SQL TOP: TOP is used to specify the number of rows to display in the result.

SQL LIKE: LIKE is used in the WHERE clause to search for a pattern.

SQL Wildcards: Wildcards are special characters that are used to perform special searches.

SQL IN: IN to select multiple values ​​in a WHERE clause.

SQL BETWEEN: BETWEEN is used in the WHERE clause to select values ​​from a range of data.

SQL ALIAS: ALIAS is used to rename a table or column.

SQL JOINS: JOIN can query data from 2 or more tables.
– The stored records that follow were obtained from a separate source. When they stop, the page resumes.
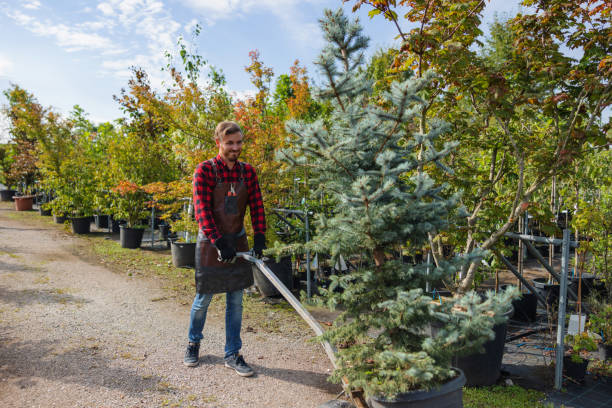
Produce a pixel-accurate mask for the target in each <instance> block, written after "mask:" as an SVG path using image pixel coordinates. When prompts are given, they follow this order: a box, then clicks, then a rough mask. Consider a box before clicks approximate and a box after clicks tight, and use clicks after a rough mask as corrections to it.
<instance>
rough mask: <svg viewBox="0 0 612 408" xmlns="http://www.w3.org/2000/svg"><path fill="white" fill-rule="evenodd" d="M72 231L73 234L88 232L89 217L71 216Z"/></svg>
mask: <svg viewBox="0 0 612 408" xmlns="http://www.w3.org/2000/svg"><path fill="white" fill-rule="evenodd" d="M70 222H71V223H72V232H74V233H75V234H89V226H90V225H91V222H90V218H89V217H75V218H71V219H70Z"/></svg>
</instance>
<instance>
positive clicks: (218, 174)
mask: <svg viewBox="0 0 612 408" xmlns="http://www.w3.org/2000/svg"><path fill="white" fill-rule="evenodd" d="M210 163H211V164H212V167H213V172H214V173H215V183H216V184H221V178H220V177H219V171H218V170H217V163H215V159H210Z"/></svg>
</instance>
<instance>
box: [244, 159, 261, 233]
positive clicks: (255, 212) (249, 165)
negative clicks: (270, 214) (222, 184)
mask: <svg viewBox="0 0 612 408" xmlns="http://www.w3.org/2000/svg"><path fill="white" fill-rule="evenodd" d="M244 170H245V178H246V180H247V192H248V194H249V208H250V209H251V223H252V224H253V232H254V233H256V234H257V233H262V234H265V233H266V215H265V213H264V208H263V199H262V198H261V190H260V189H259V181H258V180H257V173H255V169H254V168H253V166H251V165H250V164H247V163H245V166H244Z"/></svg>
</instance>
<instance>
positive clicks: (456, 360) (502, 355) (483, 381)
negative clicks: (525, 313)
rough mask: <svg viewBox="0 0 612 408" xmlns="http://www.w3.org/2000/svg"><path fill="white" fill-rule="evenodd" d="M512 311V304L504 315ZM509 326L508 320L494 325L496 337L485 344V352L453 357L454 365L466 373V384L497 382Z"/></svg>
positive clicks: (484, 349)
mask: <svg viewBox="0 0 612 408" xmlns="http://www.w3.org/2000/svg"><path fill="white" fill-rule="evenodd" d="M512 313H514V308H513V307H512V306H510V307H509V308H508V311H507V312H506V313H504V316H505V317H510V316H512ZM507 328H508V323H507V322H506V323H502V324H496V325H495V326H493V332H494V333H495V338H494V339H493V340H489V341H487V342H486V343H484V344H483V347H484V352H482V353H476V354H470V355H467V356H462V357H455V358H454V359H453V365H454V366H455V367H457V368H459V369H461V370H462V371H463V373H464V374H465V378H466V385H468V386H470V387H474V386H483V385H493V384H495V383H496V382H497V379H498V378H499V375H500V370H501V362H502V359H503V357H504V345H505V344H506V330H507Z"/></svg>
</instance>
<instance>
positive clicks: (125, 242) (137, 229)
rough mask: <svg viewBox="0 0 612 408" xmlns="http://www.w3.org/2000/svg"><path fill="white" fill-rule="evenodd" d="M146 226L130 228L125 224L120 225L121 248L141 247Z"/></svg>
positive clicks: (133, 248) (138, 247) (119, 227)
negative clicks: (140, 244) (142, 237)
mask: <svg viewBox="0 0 612 408" xmlns="http://www.w3.org/2000/svg"><path fill="white" fill-rule="evenodd" d="M143 234H144V228H128V227H126V226H125V225H121V226H120V227H119V242H120V243H121V248H130V249H134V248H140V244H141V243H142V235H143Z"/></svg>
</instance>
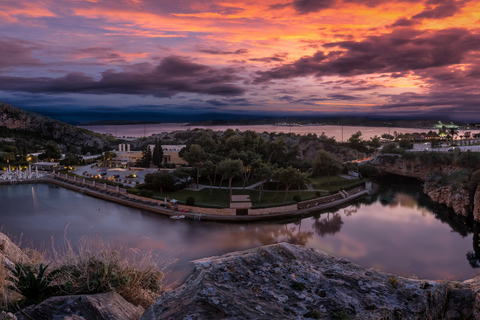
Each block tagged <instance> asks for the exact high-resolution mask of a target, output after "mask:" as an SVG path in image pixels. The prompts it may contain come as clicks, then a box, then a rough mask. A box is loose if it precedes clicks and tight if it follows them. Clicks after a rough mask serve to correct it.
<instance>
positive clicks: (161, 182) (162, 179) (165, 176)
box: [152, 171, 175, 193]
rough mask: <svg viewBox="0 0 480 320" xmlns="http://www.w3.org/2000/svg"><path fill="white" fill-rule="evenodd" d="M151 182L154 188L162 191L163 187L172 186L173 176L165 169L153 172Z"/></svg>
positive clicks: (172, 183)
mask: <svg viewBox="0 0 480 320" xmlns="http://www.w3.org/2000/svg"><path fill="white" fill-rule="evenodd" d="M152 184H153V186H154V187H155V188H159V189H160V193H163V188H171V189H172V188H174V186H175V178H174V177H173V176H172V175H171V174H170V173H169V172H167V171H162V172H158V173H156V174H155V176H154V178H153V180H152Z"/></svg>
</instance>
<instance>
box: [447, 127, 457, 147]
mask: <svg viewBox="0 0 480 320" xmlns="http://www.w3.org/2000/svg"><path fill="white" fill-rule="evenodd" d="M448 133H449V134H450V135H451V136H452V144H453V139H454V138H455V136H456V135H458V130H457V128H455V127H451V128H449V129H448Z"/></svg>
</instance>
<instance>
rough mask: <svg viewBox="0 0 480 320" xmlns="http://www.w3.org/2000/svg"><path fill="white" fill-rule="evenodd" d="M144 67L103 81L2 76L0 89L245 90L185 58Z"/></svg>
mask: <svg viewBox="0 0 480 320" xmlns="http://www.w3.org/2000/svg"><path fill="white" fill-rule="evenodd" d="M147 65H148V64H141V65H139V66H138V68H137V69H135V68H127V69H126V70H124V71H123V72H117V71H116V70H113V69H109V70H106V71H104V72H102V73H101V79H99V80H97V79H95V78H94V77H92V76H89V75H86V74H84V73H81V72H76V73H69V74H67V75H66V76H64V77H59V78H48V77H37V78H23V77H12V76H0V87H1V88H2V90H5V91H19V92H31V93H90V94H137V95H151V96H156V97H171V96H173V95H175V94H177V93H181V92H188V93H199V94H212V95H223V96H235V95H240V94H242V93H244V89H242V88H240V87H237V86H235V85H232V84H229V83H232V82H235V81H238V80H240V78H239V77H238V76H236V75H235V70H234V69H232V68H226V69H216V68H212V67H210V66H207V65H202V64H197V63H193V62H191V61H188V60H186V59H184V58H182V57H178V56H171V57H167V58H164V59H163V60H162V61H161V63H160V64H159V65H158V66H153V65H149V66H147Z"/></svg>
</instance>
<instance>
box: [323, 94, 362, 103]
mask: <svg viewBox="0 0 480 320" xmlns="http://www.w3.org/2000/svg"><path fill="white" fill-rule="evenodd" d="M328 98H329V99H331V100H343V101H349V100H358V99H359V98H358V97H355V96H351V95H348V94H329V95H328Z"/></svg>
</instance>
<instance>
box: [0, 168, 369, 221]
mask: <svg viewBox="0 0 480 320" xmlns="http://www.w3.org/2000/svg"><path fill="white" fill-rule="evenodd" d="M31 183H47V184H48V183H50V184H54V185H58V186H61V187H63V188H65V189H69V190H72V191H75V192H79V193H82V194H85V195H88V196H91V197H95V198H99V199H102V200H106V201H110V202H115V203H118V204H120V205H124V206H128V207H132V208H137V209H141V210H145V211H149V212H153V213H157V214H162V215H165V216H170V217H171V216H178V215H183V216H185V218H186V219H193V220H198V221H200V220H205V221H224V222H261V221H269V220H277V219H278V220H280V219H291V218H299V217H302V218H303V217H306V216H309V215H313V214H314V212H317V211H321V210H326V209H331V208H335V207H338V206H341V205H344V204H345V203H348V202H350V201H353V200H356V199H358V198H361V197H363V196H365V195H367V194H368V191H367V190H366V189H365V190H363V191H360V192H357V193H354V194H352V195H349V196H347V197H345V198H342V199H339V200H335V201H331V202H328V203H322V204H319V205H316V206H312V207H308V208H304V209H297V210H290V211H286V212H280V213H271V214H263V215H262V214H257V215H245V216H237V215H209V214H205V213H198V212H182V211H178V210H173V209H168V208H165V207H161V206H160V205H159V204H152V202H153V201H159V200H154V199H150V198H143V197H139V196H134V195H130V194H126V193H118V194H116V195H114V194H112V192H109V193H107V192H108V191H107V190H100V189H96V188H95V189H91V188H88V186H81V185H78V184H74V183H70V182H67V181H63V180H60V178H52V177H42V178H38V179H30V180H18V181H17V180H15V181H12V180H4V181H0V185H15V184H31ZM102 191H103V192H102ZM139 198H140V199H139ZM147 201H148V202H149V203H144V202H147ZM310 201H312V200H310ZM313 201H315V200H313ZM192 208H195V207H192Z"/></svg>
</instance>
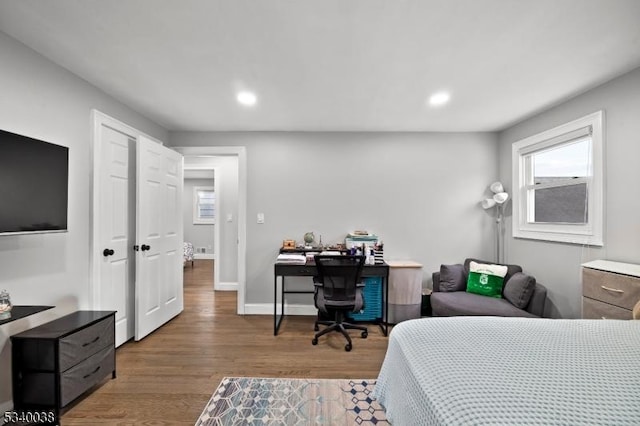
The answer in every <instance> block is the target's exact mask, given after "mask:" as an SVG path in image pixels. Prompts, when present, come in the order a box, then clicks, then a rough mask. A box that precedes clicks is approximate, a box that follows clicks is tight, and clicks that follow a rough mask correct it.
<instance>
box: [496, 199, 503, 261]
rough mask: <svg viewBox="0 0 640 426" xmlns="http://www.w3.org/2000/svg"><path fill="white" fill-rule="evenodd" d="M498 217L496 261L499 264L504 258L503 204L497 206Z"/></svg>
mask: <svg viewBox="0 0 640 426" xmlns="http://www.w3.org/2000/svg"><path fill="white" fill-rule="evenodd" d="M496 209H497V215H496V261H497V262H498V263H501V262H502V258H501V257H500V248H501V247H500V246H501V244H500V243H501V239H502V232H501V231H502V204H496Z"/></svg>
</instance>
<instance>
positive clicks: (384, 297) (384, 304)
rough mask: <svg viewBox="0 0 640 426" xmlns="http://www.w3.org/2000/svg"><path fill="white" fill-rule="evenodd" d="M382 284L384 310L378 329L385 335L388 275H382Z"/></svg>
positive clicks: (386, 312)
mask: <svg viewBox="0 0 640 426" xmlns="http://www.w3.org/2000/svg"><path fill="white" fill-rule="evenodd" d="M382 285H383V286H384V307H383V309H384V312H383V313H382V323H381V324H380V330H382V334H384V335H385V336H387V335H388V334H389V277H388V276H387V277H382Z"/></svg>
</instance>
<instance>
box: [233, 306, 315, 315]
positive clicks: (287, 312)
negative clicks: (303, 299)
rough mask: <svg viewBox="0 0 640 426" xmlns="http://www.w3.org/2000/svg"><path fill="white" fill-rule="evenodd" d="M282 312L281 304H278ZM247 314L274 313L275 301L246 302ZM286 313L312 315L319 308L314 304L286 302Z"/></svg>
mask: <svg viewBox="0 0 640 426" xmlns="http://www.w3.org/2000/svg"><path fill="white" fill-rule="evenodd" d="M278 312H280V305H278ZM244 313H245V315H273V303H245V305H244ZM284 314H285V315H312V316H316V315H317V314H318V308H316V307H315V306H313V305H296V304H293V305H290V304H287V303H285V304H284Z"/></svg>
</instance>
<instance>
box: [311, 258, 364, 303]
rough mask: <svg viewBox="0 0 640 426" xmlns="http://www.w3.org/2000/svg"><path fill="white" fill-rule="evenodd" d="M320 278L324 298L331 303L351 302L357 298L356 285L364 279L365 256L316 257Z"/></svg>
mask: <svg viewBox="0 0 640 426" xmlns="http://www.w3.org/2000/svg"><path fill="white" fill-rule="evenodd" d="M314 259H315V263H316V267H317V268H318V278H319V281H320V282H321V283H322V287H323V290H324V298H325V300H326V301H327V302H329V303H330V302H331V301H351V300H355V298H356V285H357V284H358V283H359V282H360V280H361V277H362V268H363V267H364V259H365V257H364V256H350V255H315V256H314Z"/></svg>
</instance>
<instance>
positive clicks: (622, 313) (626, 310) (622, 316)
mask: <svg viewBox="0 0 640 426" xmlns="http://www.w3.org/2000/svg"><path fill="white" fill-rule="evenodd" d="M582 318H584V319H623V320H630V319H632V315H631V311H630V310H627V309H623V308H620V307H618V306H614V305H610V304H608V303H604V302H600V301H598V300H593V299H590V298H588V297H583V298H582Z"/></svg>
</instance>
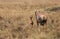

SQL INNER JOIN: INNER JOIN is used to combine each row in a table with each row in another table.

SQL LEFT JOIN: LEFT JOIN is used to combine the values ​​of the first table with the values ​​of the second table.

SQL RIGHT JOIN: RIGHT JOIN is used to combine the values ​​of the first table with the values ​​of the second table.

SQL FULL JOIN: FULL JOIN is used to combine the values ​​of the first table with the values ​​of the second table.

SQL UNION: UNION is used to accumulate the results of two SELECT statements.

SQL UNION ALL: SQL UNION ALL is used to accumulate the results of two SELECT statements, even rows will be repeated.

SQL SELECT INTO: SELECT INTO is used to copy data from one table to another table.

SQL CREATE DATABASE: CREATE DATABASE is used to create databases.

SQL RESTRICTIONS: Restrictions are used to limit the data type of a column.

SQL NOT NULL: NOT NULL is used to specify that a column does not accept NULL.

SQL UNIQUE: UNIQUE is used to uniquely identify each row in a table

UNIQUE SQL ALTER TABLE: ALTER TABLE to add UNIQUE UNIQUE to a column of a table, after being created.

SQL PRIMARY KEY: PRIMARY KEY is used to uniquely identify each row in a table.

SQL FOREIGN KEY: FOREIGN KEY is used to identify a column that is primary key in another table.